Register a SA Forums Account here!
JOINING THE SA FORUMS WILL REMOVE THIS BIG AD, THE ANNOYING UNDERLINED ADS, AND STUPID INTERSTITIAL ADS!!!

You can: log in, read the tech support FAQ, or request your lost password. This dumb message (and those ads) will appear on every screen until you register! Get rid of this crap by registering your own SA Forums Account and joining roughly 150,000 Goons, for the one-time price of $9.95! We charge money because it costs us money per month for bills, and since we don't believe in showing ads to our users, we try to make the money back through forum registrations.
 
  • Locked thread
Apze
Jul 4, 2014
Problem description:

A few months ago, my computer blue screened a few times, which I had little success in fixing, so I did a windows reset from the install media, after which I then blue screened again on the clean install minutes after booting it the first time. After this, I updated my bios and the issue appeared to go away. Recently, it began blue screening again, with a variety of error codes, mostly irql_not_less_or_equal, with an occasional kmode_exception_not_handled, or whea_uncorrectable_error.

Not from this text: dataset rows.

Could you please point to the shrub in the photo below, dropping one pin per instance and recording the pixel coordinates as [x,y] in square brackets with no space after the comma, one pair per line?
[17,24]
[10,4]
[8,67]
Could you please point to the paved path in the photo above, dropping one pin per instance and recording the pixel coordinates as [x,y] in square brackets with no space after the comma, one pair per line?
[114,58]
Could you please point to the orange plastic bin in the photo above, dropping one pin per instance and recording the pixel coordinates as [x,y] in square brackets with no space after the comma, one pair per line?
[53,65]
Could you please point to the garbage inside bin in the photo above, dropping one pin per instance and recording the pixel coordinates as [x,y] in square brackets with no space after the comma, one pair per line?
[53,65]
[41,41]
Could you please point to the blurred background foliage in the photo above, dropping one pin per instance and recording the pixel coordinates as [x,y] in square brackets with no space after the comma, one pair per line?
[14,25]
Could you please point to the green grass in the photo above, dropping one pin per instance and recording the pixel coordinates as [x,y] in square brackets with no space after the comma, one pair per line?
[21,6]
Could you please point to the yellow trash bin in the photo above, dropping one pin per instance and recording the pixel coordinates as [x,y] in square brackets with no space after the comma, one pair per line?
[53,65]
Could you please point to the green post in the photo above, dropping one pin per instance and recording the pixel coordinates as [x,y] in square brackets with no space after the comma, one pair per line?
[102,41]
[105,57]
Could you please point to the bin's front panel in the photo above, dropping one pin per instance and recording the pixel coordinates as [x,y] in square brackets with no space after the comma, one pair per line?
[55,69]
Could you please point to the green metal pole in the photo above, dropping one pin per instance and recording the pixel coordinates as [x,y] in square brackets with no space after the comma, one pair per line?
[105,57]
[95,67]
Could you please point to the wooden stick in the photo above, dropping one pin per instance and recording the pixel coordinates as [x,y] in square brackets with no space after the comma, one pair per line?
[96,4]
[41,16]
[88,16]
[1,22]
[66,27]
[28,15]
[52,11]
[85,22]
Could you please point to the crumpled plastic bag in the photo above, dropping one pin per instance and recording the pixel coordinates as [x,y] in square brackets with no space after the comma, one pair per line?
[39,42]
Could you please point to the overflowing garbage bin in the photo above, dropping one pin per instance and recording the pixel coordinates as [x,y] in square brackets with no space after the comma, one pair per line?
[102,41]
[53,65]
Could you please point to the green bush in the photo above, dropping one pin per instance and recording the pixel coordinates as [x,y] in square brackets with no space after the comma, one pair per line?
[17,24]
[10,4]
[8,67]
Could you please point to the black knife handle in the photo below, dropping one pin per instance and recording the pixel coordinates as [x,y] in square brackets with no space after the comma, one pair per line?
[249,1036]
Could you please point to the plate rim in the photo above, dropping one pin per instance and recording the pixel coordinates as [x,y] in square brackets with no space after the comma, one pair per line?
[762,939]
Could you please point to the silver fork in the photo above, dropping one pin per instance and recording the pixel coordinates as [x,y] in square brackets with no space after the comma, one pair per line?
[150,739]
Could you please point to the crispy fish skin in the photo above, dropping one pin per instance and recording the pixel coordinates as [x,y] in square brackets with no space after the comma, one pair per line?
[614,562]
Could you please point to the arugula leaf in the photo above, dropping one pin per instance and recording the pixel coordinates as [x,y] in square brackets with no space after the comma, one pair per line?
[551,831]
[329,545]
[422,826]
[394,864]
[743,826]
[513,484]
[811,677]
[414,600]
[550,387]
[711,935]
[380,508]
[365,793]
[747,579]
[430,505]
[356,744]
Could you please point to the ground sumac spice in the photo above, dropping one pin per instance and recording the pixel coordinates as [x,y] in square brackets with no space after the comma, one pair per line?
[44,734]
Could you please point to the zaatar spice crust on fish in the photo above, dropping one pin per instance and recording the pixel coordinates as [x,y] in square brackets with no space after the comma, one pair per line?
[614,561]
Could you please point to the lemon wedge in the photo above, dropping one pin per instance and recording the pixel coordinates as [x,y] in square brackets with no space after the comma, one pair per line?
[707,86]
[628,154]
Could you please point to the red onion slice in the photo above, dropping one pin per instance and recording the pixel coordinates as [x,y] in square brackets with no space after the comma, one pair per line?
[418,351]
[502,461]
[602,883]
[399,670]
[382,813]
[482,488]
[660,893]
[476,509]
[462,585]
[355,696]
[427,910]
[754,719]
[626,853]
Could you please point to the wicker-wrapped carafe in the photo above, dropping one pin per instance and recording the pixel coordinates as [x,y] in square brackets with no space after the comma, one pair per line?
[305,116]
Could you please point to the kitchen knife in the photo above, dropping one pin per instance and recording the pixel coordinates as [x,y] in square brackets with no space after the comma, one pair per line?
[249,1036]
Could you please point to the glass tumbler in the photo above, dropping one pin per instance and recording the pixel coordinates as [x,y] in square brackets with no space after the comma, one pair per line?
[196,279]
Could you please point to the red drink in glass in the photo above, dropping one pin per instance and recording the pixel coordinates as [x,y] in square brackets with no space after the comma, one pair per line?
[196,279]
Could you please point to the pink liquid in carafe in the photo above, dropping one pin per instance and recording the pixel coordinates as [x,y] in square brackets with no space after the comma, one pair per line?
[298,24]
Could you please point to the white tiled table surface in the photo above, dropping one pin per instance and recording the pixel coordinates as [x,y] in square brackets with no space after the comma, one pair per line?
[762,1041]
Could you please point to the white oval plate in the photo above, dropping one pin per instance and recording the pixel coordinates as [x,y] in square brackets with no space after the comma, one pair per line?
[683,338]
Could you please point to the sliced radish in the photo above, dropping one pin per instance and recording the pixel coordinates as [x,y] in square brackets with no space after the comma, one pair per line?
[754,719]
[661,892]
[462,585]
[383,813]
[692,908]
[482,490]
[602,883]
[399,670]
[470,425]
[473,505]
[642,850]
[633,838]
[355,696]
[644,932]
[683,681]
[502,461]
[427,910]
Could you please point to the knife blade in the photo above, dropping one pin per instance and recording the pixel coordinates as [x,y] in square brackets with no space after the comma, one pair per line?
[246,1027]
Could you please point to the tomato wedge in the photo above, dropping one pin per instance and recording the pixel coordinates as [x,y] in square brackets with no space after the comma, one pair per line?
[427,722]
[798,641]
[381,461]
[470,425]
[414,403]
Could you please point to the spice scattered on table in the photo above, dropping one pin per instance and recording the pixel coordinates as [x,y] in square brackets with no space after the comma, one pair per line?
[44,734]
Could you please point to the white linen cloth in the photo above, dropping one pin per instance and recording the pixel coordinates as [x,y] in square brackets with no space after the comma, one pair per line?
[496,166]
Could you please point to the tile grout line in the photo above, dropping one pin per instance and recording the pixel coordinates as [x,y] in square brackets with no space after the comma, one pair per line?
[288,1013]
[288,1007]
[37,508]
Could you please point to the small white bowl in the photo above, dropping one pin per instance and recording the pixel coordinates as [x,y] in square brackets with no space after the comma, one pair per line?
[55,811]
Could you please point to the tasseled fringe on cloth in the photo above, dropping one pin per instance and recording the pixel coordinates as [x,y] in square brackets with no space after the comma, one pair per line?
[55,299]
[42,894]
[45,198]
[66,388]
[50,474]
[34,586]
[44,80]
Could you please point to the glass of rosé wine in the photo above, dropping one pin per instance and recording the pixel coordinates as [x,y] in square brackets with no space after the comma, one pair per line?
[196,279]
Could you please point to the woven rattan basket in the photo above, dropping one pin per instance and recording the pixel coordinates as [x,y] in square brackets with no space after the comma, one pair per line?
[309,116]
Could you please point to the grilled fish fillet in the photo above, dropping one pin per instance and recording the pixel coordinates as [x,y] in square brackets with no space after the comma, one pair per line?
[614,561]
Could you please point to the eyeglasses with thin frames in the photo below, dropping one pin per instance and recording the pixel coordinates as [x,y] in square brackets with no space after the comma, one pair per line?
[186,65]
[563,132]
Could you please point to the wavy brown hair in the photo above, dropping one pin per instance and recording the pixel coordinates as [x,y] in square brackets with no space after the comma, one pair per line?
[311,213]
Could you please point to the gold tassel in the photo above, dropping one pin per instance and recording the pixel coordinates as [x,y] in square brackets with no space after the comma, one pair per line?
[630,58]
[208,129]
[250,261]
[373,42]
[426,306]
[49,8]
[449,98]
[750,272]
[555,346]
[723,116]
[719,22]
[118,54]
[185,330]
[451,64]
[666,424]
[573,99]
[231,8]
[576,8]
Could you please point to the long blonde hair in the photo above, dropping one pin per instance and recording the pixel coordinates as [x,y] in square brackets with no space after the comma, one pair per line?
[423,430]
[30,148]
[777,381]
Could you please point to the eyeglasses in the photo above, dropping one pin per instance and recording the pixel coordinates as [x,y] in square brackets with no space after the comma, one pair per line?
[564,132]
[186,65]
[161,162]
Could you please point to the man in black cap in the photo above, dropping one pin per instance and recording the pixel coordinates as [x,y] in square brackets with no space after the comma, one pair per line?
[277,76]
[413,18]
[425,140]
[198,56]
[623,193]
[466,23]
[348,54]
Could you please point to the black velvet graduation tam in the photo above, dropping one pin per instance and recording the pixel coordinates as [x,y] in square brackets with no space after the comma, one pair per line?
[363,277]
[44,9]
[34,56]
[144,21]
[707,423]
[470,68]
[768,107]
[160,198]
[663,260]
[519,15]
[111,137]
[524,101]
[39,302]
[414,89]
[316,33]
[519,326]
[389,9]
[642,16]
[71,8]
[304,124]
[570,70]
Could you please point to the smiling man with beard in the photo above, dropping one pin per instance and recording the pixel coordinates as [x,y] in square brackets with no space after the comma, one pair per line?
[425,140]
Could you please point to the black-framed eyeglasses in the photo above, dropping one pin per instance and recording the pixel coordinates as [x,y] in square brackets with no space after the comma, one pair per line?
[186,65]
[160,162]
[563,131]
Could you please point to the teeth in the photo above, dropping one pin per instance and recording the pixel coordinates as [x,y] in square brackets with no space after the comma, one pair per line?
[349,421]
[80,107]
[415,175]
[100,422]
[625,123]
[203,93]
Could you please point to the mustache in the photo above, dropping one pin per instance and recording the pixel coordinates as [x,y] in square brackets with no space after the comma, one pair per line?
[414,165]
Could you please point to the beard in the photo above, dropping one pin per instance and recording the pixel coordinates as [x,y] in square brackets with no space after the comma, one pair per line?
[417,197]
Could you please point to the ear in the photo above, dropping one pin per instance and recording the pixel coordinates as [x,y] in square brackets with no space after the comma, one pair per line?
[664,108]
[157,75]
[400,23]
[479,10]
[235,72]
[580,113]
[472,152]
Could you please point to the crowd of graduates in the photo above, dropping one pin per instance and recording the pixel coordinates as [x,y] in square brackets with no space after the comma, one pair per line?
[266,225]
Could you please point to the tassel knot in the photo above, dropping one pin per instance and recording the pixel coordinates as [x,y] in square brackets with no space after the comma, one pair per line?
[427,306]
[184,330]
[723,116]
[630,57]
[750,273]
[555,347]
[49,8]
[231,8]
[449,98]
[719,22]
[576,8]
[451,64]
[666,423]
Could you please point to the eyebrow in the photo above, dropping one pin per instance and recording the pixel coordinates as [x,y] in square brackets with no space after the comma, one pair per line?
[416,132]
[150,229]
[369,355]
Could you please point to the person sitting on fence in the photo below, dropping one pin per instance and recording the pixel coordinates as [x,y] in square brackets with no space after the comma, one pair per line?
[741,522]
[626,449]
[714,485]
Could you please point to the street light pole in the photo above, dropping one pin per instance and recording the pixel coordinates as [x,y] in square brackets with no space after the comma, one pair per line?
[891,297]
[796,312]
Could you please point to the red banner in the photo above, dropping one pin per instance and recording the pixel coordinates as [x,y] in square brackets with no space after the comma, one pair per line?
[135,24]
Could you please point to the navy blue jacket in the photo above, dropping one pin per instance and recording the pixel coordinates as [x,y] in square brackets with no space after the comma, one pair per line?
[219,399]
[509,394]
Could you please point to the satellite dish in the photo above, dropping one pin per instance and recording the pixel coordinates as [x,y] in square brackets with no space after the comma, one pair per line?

As it stands right now, on a cold boot I will generally bluescreen during load or within 30-120 seconds thereafter, until it stabilizes a bit. If I manage to load into a somewhat strenuous game, it will be completely stable during play, until I stop, but will generally bluescreen at desktop within 10 minutes at most afterwards. In addition, it is 100% stable in safe mode, but I have had it blue screen at the windows 10 recovery screen and during the safe-mode selection menu after blue screening on boot a few times. I have had it bluescreen during less strenuous gaming, but that has happened twice total out of the couple hundred bluescreens I've had over the last few weeks.

My CPU temperatures sit at 31-36C at idle, under gaming load are around 62-64C, and under max load such as AIDA get up to low 70s.

Attempted fixes:
  • Windows reset to default install.
  • Memtest86 for 4 loops as well as memtest86+ for 4 loops with no errors
  • Swapped and reseated my ram (has blue screened with each stick in individually)
  • Removed all pci-e devices aside from m.2 sata devices (video and sound)
  • Reseated all my power connections.
  • Updated all my drivers, my bios, and my SSD firmware
  • Disabled all non-microsoft services.
  • Took apart the minidumps in windbg (I have 15 or so saved as a sample) but they appear to be completely random errors generating from completely random processes or kernel space.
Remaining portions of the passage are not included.